L’ancienneté et l’importance de l’arriéré, justifient que le bailleur puisse à nouveau disposer de son logement et il est donc fondé à réclamer la libération des lieux. Il y a lieu par conséquent de prévoir qu’à défaut de libération volontaire, le locataire pourra être expulsé dans les deux mois suivant un commandement de quitter les lieux, resté infructueux, en application de l’article L412-1 du code des procédures civiles d’exécution.
Le bailleur est bien fondé à solliciter le paiement d’une indemnité d’occupation du fait du maintien dans les lieux du locataire malgré la résiliation du bail.
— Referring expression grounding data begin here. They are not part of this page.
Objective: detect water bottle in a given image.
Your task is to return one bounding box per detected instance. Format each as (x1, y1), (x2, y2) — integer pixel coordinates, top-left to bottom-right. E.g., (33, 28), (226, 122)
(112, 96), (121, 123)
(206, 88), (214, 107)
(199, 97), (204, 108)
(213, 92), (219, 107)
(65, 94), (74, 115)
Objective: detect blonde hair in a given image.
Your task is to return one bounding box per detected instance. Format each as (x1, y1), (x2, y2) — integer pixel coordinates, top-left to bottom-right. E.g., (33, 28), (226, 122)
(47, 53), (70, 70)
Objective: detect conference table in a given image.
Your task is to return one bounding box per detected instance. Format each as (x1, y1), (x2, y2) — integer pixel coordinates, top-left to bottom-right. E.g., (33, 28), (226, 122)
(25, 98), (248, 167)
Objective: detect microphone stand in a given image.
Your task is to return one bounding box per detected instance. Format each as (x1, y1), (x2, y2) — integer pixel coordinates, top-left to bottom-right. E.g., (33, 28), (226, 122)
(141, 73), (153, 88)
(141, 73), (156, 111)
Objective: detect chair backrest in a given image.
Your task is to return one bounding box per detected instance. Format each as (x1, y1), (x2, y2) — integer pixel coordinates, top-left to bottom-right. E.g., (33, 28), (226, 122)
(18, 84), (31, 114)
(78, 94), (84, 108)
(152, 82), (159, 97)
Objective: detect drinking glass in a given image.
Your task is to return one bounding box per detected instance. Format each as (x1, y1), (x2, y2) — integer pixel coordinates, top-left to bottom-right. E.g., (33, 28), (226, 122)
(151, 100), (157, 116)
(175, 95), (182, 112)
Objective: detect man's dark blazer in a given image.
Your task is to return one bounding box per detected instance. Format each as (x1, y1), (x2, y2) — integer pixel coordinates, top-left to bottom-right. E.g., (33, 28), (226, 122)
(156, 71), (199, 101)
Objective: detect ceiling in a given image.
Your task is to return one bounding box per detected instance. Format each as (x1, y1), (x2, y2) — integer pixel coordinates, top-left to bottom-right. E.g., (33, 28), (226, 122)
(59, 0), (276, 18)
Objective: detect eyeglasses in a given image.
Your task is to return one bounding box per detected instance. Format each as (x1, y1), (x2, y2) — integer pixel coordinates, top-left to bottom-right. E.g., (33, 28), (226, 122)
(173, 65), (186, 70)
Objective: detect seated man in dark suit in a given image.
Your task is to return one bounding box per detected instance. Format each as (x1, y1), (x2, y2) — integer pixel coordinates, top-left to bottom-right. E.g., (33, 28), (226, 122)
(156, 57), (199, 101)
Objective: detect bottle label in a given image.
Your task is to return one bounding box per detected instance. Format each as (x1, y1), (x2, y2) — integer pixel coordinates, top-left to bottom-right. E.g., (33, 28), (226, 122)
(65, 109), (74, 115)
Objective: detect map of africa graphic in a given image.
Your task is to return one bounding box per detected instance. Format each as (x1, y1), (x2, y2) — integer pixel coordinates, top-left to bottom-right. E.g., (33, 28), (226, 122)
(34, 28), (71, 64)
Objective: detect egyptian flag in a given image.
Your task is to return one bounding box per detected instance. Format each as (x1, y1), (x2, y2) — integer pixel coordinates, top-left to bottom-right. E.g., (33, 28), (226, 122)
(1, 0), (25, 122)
Cette indemnité d’occupation sera fixée au montant du loyer augmenté des charges, qui auraient été dus pendant la même période à défaut de résiliation du bail.
Madame [C] [F] sera donc condamnée au paiement de cette indemnité d’occupation à compter de la résiliation du bail en date du 13 janvier 2025 et jusqu’à la libération effective des lieux.
Sur les dépens et frais irrépétibles
Conformément à l’article 696 du code de procédure civile, Madame [C] [F] sera condamnée au paiement des dépens qui comprendront les frais de procédure, dont les commandements de payer en date du 13 novembre 2024.
L’équité commande de ne pas faire application des dispositions de l’article 700 du Code de procédure civile.
PAR CES MOTIFS :
Le juge des contentieux de la protection, statuant publiquement, par jugement contradictoire et en premier ressort,
CONSTATE la résiliation de plein droit du bail liant les parties à la date du 13 janvier 2025,
ORDONNE à défaut de départ volontaire, l’expulsion de Madame [C] [F] et de tout occupant de son chef, avec au besoin l’assistance de la force publique, du logement sis à [Adresse 2],
FIXE une indemnité d’occupation mensuelle due à compter du 13 janvier 2025 égale au montant du loyer et des charges qui auraient été exigibles si le bail n’avait pas été résilié, et qui sera indexée selon les mêmes modalités que celles prévues pour le loyer au contrat de bail,
CONDAMNE Madame [C] [F] à payer à Monsieur [W] [R], la somme de 6.233,94 euros correspondant au montant des loyers, charges et indemnités d’occupation impayés au 26 juin 2025 outre intérêts au taux légal à compter de la signification de la décision,
CONDAMNE Madame [C] [F] à payer à Monsieur [W] [R] une indemnité d’occupation comme fixée plus haut à compter de la résiliation et jusqu’à la libération effective des lieux,
DIT que toute indemnité devenue exigible et non payée à terme produira des intérêts au taux légal à compter du 6 de chaque mois,
REJETTE toutes les autres demandes,
DEBOUTE Monsieur [W] [R] de sa demande au titre de l’article 700 du Code de procédure Civile,
CONDAMNE Madame [C] [F] à supporter les dépens de l’instance comprenant le coût du commandement de payer en date du 13 novembre 2024,
AINSI JUGÉ ET PRONONCÉ PAR MISE À DISPOSITION AU GREFFE DE LA JURIDICTION LE 02 OCTOBRE 2025, LES PARTIES EN AYANT ÉTÉ AVISÉES CONFORMÉMENT AU DEUXIEME ALINEA DE L’ARTICLE 450 DU CODE DE PROCÉDURE CIVILE.